Also, please do the i18n mail smoke test.
http://www.mozilla.org/quality/intl/tests/data/
Attachment #53434 - Flags: review+
Blocks: 82591
Attached patch patch 3.0 (obsolete) — Splinter Review
Attachment #53349 - Attachment is obsolete: true
Attachment #53434 - Attachment is obsolete: true
Comment on attachment 53665 [details] [diff] [review]
patch 3.0

taking over last review
Attachment #53665 - Flags: review+
There is only one difference between patch 3.0 and 2.0, that is 
- if (NS_SUCCEEDED(res) && *detectedCharset)   
+ if (NS_SUCCEEDED(res) && detectedCharset && *detectedCharset) 

the previous one might crash when detector return nothing.  

Mail news smoke test is done and looks fine. 
Seth, could you sr this bug?
you're going to want the module owner for mime (ducarroz) to review this patch.

can you provide information on when this code is hit?  (once per message, if my
pref is set for autodetect?  any extra overhead for for US-ASCII users?)

I'll leave it to the reviewer (ducarroz) to review memory usage (allocs and
frees) and to make sure allocations and copying is minimized.

some initial comments:

1) +  nsCOMPtr<nsIPref> prefs(do_GetService(kPrefCID, &res)); 

there's a contact id for pref, please use it instead of the CID.

2)  double check your string usage. 

to determine the contract id, do something like this:

nsCAutoString detector_contractid;
detector_contractid = NS_STRCDETECTOR_CONTRACTID_BASE;

nsXPIDLString detector_name;
rv = prefs->GetLocalizedUnicharPref("intl.charset.detector",
getter_Copies(detector_name));
if (NS_SUCCEEDED(rv)) {
  detector_contractid += NS_ConvertUCS2toUTF8(detector_name).get();
}

3)  is there a contract id for kCharsetConverterManagerCID?  if so, use it
instead of the static cid.

4)  NS_ConvertASCIItoUCS2("ISO-8859-1").get()

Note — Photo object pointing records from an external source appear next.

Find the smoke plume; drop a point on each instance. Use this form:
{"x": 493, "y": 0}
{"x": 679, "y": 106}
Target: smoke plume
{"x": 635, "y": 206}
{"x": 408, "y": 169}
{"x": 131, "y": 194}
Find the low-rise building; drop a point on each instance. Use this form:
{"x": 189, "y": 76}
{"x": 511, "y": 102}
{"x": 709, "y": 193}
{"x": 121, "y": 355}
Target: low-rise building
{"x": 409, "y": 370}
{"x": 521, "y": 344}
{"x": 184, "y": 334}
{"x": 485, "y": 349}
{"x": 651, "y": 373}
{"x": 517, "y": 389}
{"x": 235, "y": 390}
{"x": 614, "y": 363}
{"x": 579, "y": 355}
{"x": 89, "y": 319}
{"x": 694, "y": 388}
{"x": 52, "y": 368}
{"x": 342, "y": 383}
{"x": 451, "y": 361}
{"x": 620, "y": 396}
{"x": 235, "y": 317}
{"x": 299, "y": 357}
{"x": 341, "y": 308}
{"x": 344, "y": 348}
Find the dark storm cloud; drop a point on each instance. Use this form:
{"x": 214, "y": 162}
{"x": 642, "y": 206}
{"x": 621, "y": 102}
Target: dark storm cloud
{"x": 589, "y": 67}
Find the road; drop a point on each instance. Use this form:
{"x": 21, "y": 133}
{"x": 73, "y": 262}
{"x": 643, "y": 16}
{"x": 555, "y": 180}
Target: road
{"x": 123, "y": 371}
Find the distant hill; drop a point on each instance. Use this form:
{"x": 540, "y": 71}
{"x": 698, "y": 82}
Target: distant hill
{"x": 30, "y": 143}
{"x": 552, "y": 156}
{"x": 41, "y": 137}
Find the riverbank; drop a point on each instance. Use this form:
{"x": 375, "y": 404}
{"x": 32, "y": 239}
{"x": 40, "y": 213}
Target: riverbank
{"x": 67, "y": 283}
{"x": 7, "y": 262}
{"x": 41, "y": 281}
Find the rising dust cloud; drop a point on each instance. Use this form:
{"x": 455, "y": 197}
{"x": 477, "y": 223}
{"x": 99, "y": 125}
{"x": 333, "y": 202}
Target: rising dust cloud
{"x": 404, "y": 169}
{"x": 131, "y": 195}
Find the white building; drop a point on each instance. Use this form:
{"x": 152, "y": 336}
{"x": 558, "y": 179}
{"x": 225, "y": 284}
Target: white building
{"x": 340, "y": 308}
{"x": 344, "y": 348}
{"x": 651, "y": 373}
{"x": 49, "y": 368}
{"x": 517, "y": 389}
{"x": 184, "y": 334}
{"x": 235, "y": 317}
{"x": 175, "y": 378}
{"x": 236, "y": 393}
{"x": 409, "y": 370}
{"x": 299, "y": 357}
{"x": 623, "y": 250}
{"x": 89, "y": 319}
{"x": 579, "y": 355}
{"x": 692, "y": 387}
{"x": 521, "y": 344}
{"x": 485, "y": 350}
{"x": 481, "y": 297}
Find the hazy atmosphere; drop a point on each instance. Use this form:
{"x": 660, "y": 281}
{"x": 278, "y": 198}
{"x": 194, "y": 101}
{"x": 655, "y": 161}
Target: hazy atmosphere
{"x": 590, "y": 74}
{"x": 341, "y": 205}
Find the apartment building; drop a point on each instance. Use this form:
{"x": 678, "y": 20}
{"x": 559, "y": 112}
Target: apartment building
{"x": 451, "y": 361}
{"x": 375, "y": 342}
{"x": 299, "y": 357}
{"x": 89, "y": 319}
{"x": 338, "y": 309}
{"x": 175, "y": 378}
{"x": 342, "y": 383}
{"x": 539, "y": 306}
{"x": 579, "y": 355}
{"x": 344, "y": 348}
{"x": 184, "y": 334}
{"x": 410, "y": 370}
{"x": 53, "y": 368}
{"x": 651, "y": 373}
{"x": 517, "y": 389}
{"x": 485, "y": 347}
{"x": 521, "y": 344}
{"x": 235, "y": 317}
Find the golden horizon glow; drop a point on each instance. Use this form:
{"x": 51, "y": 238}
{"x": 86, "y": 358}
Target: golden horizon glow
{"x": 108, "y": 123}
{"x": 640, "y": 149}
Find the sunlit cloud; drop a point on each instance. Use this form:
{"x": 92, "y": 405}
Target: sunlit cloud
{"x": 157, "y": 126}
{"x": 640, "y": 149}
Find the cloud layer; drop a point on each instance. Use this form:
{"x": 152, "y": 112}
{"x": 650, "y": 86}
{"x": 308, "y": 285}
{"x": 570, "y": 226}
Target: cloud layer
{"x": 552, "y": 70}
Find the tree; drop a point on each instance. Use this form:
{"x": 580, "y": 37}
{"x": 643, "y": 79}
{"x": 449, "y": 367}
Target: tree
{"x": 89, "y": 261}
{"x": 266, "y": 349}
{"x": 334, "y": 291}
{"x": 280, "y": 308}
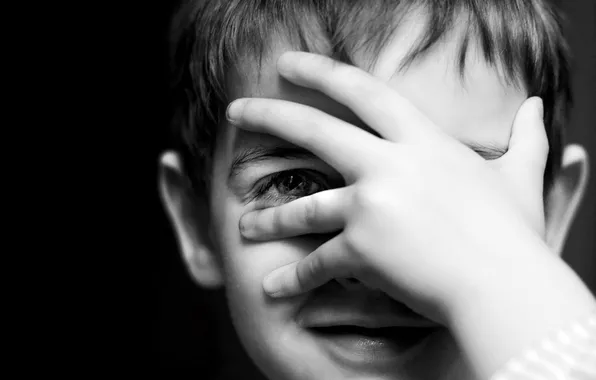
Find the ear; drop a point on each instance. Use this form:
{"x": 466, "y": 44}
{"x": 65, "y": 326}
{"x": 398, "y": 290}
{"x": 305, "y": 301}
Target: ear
{"x": 190, "y": 220}
{"x": 565, "y": 196}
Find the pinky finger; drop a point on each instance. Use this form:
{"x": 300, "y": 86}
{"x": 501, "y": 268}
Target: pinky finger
{"x": 327, "y": 262}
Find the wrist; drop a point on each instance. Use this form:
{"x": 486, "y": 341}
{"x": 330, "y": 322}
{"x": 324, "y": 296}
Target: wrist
{"x": 514, "y": 304}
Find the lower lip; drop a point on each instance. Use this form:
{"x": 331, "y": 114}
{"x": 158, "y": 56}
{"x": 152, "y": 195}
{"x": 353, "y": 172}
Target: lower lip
{"x": 362, "y": 350}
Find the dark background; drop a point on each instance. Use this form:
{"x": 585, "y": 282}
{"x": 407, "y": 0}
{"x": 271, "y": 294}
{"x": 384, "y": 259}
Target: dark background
{"x": 190, "y": 330}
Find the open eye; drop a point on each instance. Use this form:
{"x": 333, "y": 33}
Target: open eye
{"x": 290, "y": 184}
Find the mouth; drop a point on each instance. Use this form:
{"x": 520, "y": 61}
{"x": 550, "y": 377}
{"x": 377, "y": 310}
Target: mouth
{"x": 377, "y": 348}
{"x": 405, "y": 336}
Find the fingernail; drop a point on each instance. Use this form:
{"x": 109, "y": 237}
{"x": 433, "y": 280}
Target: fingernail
{"x": 234, "y": 111}
{"x": 245, "y": 226}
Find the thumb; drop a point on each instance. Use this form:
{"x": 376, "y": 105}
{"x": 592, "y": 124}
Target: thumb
{"x": 524, "y": 163}
{"x": 528, "y": 144}
{"x": 324, "y": 264}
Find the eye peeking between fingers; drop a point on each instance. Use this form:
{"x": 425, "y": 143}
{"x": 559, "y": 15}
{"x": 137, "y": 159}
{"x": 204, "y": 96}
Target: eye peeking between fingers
{"x": 286, "y": 186}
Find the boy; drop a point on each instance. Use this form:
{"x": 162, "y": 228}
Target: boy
{"x": 418, "y": 186}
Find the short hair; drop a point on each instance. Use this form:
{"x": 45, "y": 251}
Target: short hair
{"x": 209, "y": 38}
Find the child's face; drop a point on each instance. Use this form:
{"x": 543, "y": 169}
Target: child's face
{"x": 481, "y": 110}
{"x": 478, "y": 109}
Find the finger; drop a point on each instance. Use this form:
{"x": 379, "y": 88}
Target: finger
{"x": 331, "y": 139}
{"x": 528, "y": 144}
{"x": 325, "y": 263}
{"x": 376, "y": 104}
{"x": 322, "y": 212}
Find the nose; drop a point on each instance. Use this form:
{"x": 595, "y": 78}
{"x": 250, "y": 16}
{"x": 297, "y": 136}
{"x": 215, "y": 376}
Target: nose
{"x": 351, "y": 283}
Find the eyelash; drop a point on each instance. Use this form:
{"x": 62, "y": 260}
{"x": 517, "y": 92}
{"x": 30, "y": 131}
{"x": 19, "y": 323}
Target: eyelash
{"x": 266, "y": 187}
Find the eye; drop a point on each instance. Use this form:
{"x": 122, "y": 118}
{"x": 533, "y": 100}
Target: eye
{"x": 289, "y": 185}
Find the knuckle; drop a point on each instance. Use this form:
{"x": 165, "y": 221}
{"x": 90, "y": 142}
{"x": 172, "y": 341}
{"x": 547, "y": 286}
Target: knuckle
{"x": 310, "y": 211}
{"x": 277, "y": 220}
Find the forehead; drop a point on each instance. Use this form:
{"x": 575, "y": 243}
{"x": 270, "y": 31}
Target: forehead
{"x": 478, "y": 106}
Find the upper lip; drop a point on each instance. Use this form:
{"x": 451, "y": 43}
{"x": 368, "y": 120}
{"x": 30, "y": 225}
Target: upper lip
{"x": 363, "y": 310}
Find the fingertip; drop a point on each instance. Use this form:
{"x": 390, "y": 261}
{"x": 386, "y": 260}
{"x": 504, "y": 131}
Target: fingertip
{"x": 273, "y": 283}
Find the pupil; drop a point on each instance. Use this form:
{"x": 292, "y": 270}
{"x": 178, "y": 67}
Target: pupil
{"x": 291, "y": 182}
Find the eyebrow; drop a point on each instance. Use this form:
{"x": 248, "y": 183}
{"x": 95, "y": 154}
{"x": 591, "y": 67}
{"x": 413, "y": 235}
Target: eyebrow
{"x": 259, "y": 153}
{"x": 256, "y": 154}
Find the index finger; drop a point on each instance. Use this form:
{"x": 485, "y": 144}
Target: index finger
{"x": 376, "y": 104}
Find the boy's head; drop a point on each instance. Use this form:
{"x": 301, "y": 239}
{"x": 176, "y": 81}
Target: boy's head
{"x": 467, "y": 64}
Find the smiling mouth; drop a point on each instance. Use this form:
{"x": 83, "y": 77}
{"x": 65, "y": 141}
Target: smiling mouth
{"x": 405, "y": 334}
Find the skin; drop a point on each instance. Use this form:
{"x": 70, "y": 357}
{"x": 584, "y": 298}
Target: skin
{"x": 482, "y": 109}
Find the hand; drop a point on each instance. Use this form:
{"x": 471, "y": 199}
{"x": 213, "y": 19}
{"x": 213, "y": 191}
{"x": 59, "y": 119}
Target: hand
{"x": 424, "y": 218}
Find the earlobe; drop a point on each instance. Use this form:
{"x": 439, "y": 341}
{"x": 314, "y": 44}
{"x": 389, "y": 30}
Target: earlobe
{"x": 565, "y": 196}
{"x": 190, "y": 221}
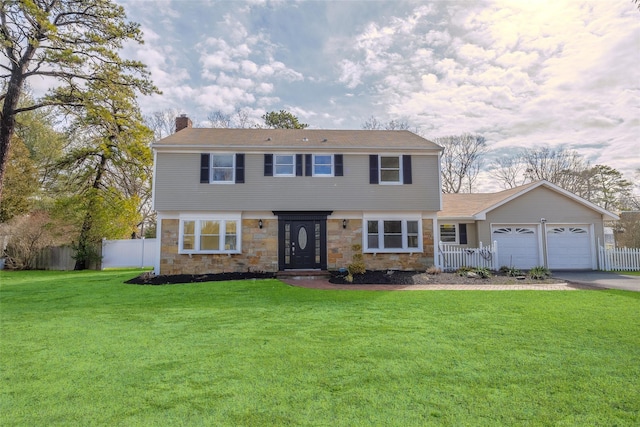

NS_LITERAL_STRING("ISO-8859-1").get() is the preferred way.
Attached patch updated patch (obsolete) — Splinter Review
Attachment #53665 - Attachment is obsolete: true
seth, 
Thanks for taking a look at my patch. There are some points in your comment need 
further explainations.

> you're going to want the module owner for mime (ducarroz) to review this > 
patch.
I did ask ducarroz, and he told me naoki's review is OK.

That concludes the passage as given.